3. (SBU) Hamburg could become the first German state with a
CDU-Greens (Black-Green) government. A potential Black-Green
coalition in Hamburg could later be replicated at the national
level (the first state-level SPD-Greens coalition took office in
Hesse in 1985, followed by a red-green federal coalition in
1998). ConGen Hamburg's local contacts believe that a "grand
coalition" would be the least preferable option, although the
SPD appears keen to regain its position as a ruling party in
Hamburg. A feeling of fatigue with the national "grand
coalition" and a fear that a local CDU-SPD government would be
incapable of carrying out important reforms are palpable within
the city-state.

4. (SBU) Neighboring Schleswig-Holstein's Minister President
Peter Harry Carstensen (CDU), who also rules with a "grand
coalition," has publicly advocated a Black-Green solution. In
fact, Hamburg itself has experience with Black-Green coalitions.
Two of the city's districts have been governed by Black-Green
coalitions for the past four years.

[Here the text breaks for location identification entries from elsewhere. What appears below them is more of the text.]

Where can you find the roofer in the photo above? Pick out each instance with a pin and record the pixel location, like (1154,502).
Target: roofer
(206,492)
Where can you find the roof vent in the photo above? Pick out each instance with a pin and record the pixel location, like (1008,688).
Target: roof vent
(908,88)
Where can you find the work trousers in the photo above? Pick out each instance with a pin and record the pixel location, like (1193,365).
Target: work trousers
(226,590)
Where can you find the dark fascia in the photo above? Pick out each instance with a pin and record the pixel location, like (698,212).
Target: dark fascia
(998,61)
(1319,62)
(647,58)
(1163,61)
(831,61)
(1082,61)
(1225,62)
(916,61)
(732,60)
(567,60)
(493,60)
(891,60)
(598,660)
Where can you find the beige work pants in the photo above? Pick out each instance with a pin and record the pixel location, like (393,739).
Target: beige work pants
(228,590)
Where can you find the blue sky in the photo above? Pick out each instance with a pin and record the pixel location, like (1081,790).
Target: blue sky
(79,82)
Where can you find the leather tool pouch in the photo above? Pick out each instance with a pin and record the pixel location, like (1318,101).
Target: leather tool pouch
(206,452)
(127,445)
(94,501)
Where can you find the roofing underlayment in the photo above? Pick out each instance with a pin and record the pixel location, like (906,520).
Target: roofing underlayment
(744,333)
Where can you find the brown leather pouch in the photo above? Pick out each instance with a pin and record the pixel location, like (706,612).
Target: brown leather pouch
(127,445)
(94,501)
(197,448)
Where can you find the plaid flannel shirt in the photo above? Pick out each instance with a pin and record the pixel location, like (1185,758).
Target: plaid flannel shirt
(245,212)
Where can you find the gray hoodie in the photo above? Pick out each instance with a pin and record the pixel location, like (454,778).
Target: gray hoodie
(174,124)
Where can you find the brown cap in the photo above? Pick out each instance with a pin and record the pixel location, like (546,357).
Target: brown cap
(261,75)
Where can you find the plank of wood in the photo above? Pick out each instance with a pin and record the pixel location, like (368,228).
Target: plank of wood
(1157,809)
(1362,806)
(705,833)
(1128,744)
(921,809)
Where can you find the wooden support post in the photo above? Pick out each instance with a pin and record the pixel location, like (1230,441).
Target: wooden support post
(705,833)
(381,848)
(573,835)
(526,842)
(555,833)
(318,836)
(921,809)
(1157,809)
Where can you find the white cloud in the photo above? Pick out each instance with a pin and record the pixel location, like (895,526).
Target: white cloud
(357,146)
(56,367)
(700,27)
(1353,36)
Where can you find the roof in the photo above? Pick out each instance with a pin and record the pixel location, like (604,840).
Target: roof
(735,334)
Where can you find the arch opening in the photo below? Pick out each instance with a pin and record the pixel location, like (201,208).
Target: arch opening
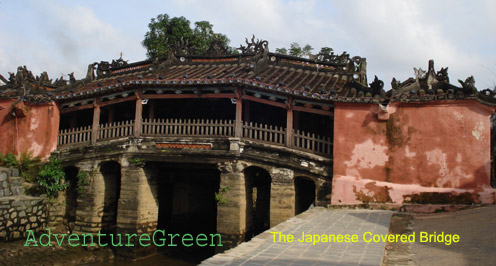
(111,172)
(304,194)
(257,183)
(187,205)
(71,195)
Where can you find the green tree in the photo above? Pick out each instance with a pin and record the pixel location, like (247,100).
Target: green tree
(165,32)
(51,177)
(295,49)
(326,50)
(282,51)
(307,50)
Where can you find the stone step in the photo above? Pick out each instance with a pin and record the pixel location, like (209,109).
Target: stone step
(11,183)
(8,172)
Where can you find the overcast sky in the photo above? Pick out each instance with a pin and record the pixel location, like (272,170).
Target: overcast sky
(61,37)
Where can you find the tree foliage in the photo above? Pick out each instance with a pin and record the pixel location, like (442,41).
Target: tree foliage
(51,177)
(296,50)
(165,32)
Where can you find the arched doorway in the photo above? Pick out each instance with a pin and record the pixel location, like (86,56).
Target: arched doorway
(257,182)
(111,172)
(71,173)
(304,194)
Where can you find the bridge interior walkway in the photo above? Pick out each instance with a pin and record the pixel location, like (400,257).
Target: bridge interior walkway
(265,250)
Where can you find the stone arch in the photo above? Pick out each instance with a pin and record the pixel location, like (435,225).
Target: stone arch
(111,173)
(305,193)
(258,186)
(71,195)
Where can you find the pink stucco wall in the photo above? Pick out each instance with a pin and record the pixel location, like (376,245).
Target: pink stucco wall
(35,132)
(436,152)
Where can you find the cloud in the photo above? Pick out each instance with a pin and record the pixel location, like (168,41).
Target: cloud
(66,40)
(394,36)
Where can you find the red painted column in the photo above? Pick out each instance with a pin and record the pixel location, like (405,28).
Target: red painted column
(239,110)
(151,113)
(289,124)
(138,114)
(96,121)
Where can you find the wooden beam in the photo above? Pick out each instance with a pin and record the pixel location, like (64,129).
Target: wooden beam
(239,113)
(289,123)
(76,108)
(264,101)
(138,115)
(96,121)
(120,100)
(111,114)
(311,110)
(151,109)
(289,128)
(189,96)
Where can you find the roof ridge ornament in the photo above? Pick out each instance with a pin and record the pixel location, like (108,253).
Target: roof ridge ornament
(254,47)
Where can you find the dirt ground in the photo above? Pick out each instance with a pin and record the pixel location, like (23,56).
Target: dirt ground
(476,228)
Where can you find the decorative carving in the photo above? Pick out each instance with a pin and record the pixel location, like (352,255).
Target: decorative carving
(468,85)
(118,63)
(90,74)
(43,80)
(343,58)
(254,47)
(103,69)
(419,73)
(377,84)
(217,48)
(181,48)
(442,75)
(60,82)
(72,79)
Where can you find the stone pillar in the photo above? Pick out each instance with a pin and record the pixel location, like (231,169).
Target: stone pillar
(90,202)
(289,128)
(239,110)
(231,215)
(137,208)
(96,122)
(282,196)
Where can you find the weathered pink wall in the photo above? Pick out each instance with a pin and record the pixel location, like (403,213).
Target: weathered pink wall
(35,133)
(436,152)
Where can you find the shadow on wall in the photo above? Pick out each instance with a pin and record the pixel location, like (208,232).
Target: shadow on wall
(257,184)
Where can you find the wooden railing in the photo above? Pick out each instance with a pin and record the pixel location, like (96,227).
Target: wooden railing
(80,135)
(116,130)
(260,132)
(188,127)
(310,142)
(269,134)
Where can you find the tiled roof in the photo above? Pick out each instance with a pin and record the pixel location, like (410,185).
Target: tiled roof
(431,85)
(328,77)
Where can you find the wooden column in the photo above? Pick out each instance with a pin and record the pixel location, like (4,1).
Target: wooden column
(239,111)
(246,113)
(289,124)
(96,121)
(111,114)
(73,121)
(151,112)
(137,117)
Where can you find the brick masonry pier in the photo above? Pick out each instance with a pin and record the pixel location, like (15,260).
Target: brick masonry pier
(262,250)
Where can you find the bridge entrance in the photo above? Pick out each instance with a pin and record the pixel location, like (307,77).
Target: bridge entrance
(257,182)
(111,172)
(187,204)
(304,194)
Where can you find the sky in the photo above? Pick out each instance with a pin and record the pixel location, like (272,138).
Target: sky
(394,36)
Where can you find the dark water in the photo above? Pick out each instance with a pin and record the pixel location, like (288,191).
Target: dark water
(156,259)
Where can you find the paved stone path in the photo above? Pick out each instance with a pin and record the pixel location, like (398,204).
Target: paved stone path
(262,250)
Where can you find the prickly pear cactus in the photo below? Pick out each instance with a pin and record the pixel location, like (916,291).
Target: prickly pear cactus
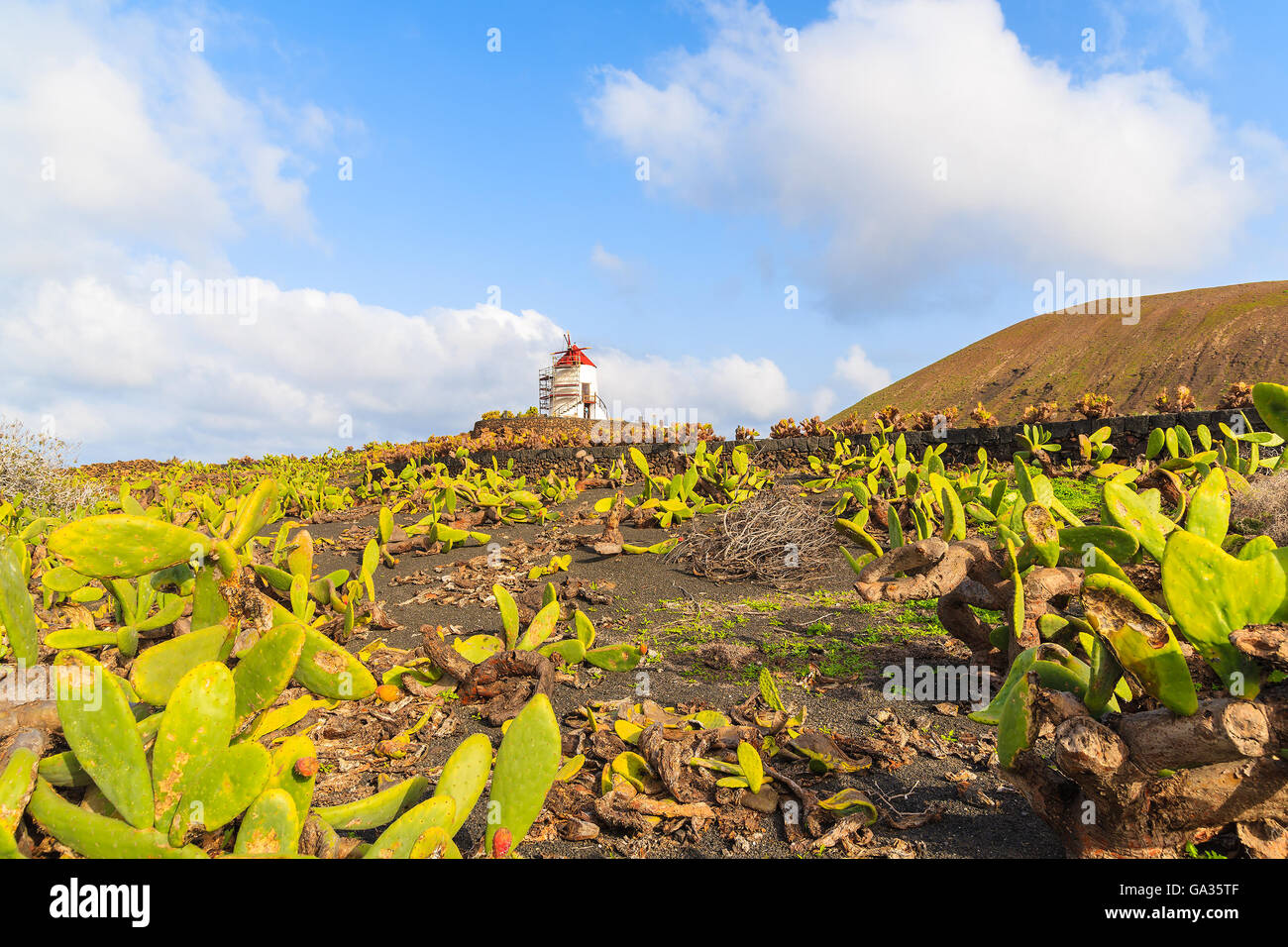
(464,777)
(101,729)
(526,767)
(196,724)
(124,545)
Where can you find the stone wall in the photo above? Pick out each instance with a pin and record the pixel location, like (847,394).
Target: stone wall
(1128,437)
(537,424)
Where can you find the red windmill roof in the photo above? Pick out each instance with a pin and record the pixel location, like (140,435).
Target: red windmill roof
(575,356)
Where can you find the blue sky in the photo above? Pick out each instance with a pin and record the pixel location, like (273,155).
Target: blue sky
(516,169)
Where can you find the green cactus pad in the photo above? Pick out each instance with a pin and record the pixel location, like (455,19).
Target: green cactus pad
(101,729)
(526,767)
(124,545)
(1131,512)
(398,839)
(99,836)
(329,671)
(434,843)
(1119,543)
(1016,723)
(17,612)
(614,657)
(540,629)
(220,789)
(196,723)
(1042,534)
(464,777)
(571,651)
(270,826)
(267,668)
(1210,508)
(509,615)
(1141,641)
(17,780)
(377,809)
(1211,594)
(254,514)
(158,671)
(292,772)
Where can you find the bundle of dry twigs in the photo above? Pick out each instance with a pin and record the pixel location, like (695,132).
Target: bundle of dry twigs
(777,536)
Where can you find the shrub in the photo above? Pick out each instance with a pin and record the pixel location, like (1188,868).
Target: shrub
(1262,509)
(982,416)
(890,418)
(38,470)
(814,427)
(1236,395)
(1095,406)
(1041,412)
(925,420)
(851,424)
(785,428)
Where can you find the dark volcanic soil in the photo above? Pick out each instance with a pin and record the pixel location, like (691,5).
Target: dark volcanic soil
(707,643)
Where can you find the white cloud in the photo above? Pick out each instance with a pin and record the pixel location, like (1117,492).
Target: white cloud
(1112,174)
(725,392)
(861,373)
(158,166)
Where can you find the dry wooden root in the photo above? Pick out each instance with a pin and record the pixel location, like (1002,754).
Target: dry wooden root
(33,715)
(1266,643)
(1147,784)
(502,684)
(962,575)
(610,541)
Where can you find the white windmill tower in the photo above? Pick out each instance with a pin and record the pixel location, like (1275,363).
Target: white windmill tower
(570,385)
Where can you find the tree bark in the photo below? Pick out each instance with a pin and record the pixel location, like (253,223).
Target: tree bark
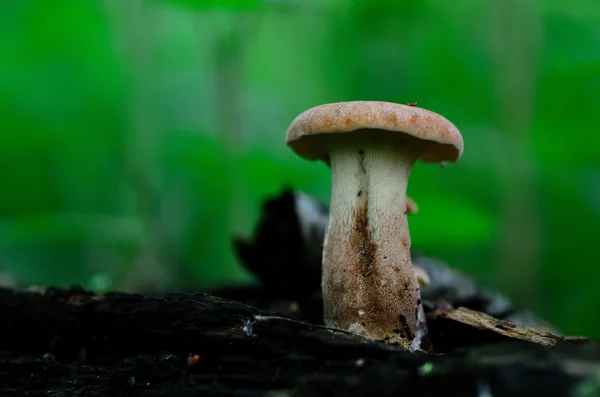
(74,343)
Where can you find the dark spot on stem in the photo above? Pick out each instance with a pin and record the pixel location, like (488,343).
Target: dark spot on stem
(405,327)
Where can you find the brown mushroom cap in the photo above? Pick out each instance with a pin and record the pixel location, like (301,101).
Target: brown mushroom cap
(446,141)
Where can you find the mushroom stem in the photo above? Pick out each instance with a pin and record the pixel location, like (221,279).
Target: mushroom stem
(369,283)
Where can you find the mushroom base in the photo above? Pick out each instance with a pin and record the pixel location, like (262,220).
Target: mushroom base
(369,283)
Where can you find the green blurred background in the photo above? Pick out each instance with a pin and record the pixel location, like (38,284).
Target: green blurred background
(137,137)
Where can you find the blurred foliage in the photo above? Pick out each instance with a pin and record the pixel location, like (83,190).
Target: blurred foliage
(138,136)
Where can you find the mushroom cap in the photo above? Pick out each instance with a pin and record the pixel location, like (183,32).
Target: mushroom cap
(446,142)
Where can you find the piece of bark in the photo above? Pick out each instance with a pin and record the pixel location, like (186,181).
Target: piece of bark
(74,343)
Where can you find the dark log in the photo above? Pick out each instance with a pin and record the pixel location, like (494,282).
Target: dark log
(74,343)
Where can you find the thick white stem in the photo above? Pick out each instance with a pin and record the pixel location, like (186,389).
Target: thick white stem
(369,284)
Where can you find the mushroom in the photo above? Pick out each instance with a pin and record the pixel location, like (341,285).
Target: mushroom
(411,206)
(369,283)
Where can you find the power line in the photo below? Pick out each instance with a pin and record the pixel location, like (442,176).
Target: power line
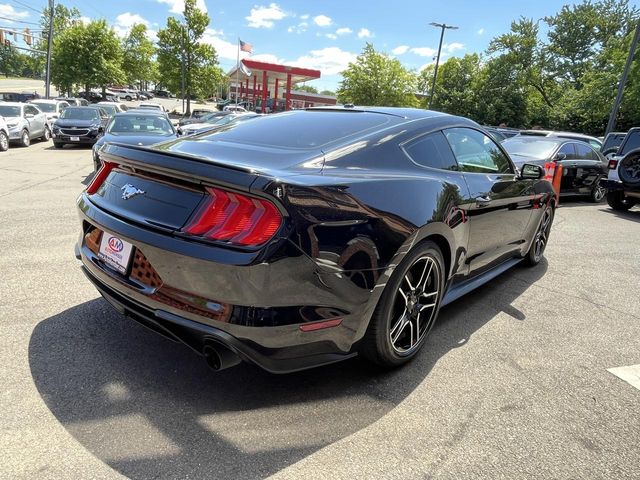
(26,6)
(19,21)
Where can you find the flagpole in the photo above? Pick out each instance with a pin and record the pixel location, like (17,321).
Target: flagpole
(237,71)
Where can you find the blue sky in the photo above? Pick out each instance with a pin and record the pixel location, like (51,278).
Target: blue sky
(324,35)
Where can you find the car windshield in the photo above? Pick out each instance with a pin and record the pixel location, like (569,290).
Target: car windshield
(80,114)
(110,109)
(537,150)
(139,125)
(9,111)
(46,107)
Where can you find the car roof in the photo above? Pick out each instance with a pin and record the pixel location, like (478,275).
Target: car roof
(408,113)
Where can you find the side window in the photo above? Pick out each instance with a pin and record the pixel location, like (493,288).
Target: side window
(586,152)
(477,152)
(431,150)
(569,150)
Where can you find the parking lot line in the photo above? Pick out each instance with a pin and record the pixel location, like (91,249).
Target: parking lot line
(630,374)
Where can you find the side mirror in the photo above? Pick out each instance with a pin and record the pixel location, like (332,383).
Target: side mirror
(531,172)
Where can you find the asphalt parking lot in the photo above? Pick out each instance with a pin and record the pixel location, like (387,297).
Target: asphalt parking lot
(513,382)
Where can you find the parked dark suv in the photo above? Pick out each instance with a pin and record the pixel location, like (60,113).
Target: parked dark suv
(623,185)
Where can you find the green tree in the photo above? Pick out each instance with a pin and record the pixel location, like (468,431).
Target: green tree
(377,79)
(88,55)
(180,43)
(137,59)
(454,92)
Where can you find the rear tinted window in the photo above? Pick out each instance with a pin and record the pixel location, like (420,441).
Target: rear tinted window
(432,151)
(304,129)
(631,142)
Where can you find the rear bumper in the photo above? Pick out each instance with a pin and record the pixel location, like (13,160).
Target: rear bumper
(84,140)
(267,306)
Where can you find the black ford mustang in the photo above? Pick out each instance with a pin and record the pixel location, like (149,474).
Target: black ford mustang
(307,237)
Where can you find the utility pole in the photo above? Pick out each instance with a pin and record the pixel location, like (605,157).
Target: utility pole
(47,92)
(183,72)
(444,27)
(623,80)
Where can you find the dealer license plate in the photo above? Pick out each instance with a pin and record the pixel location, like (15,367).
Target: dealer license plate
(115,252)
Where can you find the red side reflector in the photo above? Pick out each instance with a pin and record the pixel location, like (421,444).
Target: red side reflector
(235,218)
(311,327)
(100,176)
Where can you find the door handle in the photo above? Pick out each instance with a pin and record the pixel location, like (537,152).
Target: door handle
(483,201)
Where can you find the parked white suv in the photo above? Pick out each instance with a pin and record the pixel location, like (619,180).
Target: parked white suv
(4,135)
(25,122)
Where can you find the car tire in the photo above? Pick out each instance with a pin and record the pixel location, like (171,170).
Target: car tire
(629,169)
(617,201)
(598,193)
(46,136)
(541,238)
(4,141)
(407,308)
(25,139)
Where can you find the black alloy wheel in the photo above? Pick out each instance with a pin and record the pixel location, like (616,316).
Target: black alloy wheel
(25,140)
(46,135)
(4,141)
(407,308)
(541,238)
(598,193)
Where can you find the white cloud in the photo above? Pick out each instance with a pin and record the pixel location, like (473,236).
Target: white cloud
(11,13)
(452,47)
(225,50)
(177,6)
(424,51)
(268,58)
(330,60)
(301,27)
(400,50)
(322,20)
(265,17)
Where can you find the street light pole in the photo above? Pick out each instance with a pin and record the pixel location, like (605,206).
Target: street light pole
(623,80)
(444,27)
(47,85)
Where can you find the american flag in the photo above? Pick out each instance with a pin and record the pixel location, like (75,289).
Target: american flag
(246,47)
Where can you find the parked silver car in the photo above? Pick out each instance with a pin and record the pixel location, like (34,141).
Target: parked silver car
(25,122)
(53,108)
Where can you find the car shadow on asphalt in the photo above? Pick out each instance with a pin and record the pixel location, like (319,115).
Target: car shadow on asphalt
(150,408)
(633,214)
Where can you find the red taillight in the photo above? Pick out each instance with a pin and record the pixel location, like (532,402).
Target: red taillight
(235,218)
(100,176)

Nevertheless, the gulf
between the CDU and Greens on political issues, such as
education reform, the construction of a brown coal power plant,
and the dredging of the Elbe River, is much greater than that
between the CDU and SPD. While both parties have the go-ahead
from Berlin to negotiate, it may be very difficult for the
Greens to obtain approval from their local membership for a
coalition with the conservatives. An NDR poll from February 25
reported that 40 percent of Hamburg voters would prefer a "grand
coalition," while only 24 percent would like to see a
Black-Green government; 21 percent were in favor of a
SPD-Green-Left coalition.

-------------------------------------
Left Party Draws from SPD and Fringes
-------------------------------------

5. (SBU) The all-time low voter turnout (62.2 percent)
negatively affected the CDU, SPD, and Greens. The Left Party
did not perform as well as had been predicted by polls, but it
firmly established itself as a credible political force in
another western state. With a voter base composed in great part
of protest voters, about half of Left voters had voted in the
past for small parties that failed to clear the 5 percent
hurdle. One-quarter were previous SPD voters, and a quarter
identified themselves as "unemployed." The Left Party's
emergence in Hamburg is a further indication of the SPD's
identity crisis.


HAMBURG 00000007 002.2 OF 002


6. (SBU) SPD candidate Michael Naumann performed a remarkable
political feat by pulling the party up over three points from
its lowest election outcome in 2004. Despite the SPD's wish to
govern Hamburg again, Naumann made it clear that under no
circumstances would the SPD form a coalition with The Left or
make itself dependent on "toleration" by The Left (this was an
implicit rebuke to SPD National Chairman Kurt Beck, who is
mulling over a "toleration" option for the SPD in Hesse). The
Greens have also ruled out a coalition with the Left. On
election night Naumann commented that the discussion in Hesse
over an SPD-Greens coalition tolerated by the Left Party "was
not helpful" for the Hamburg SPD's election outcome.

7. (U) This cable has been coordinated with Embassy Berlin.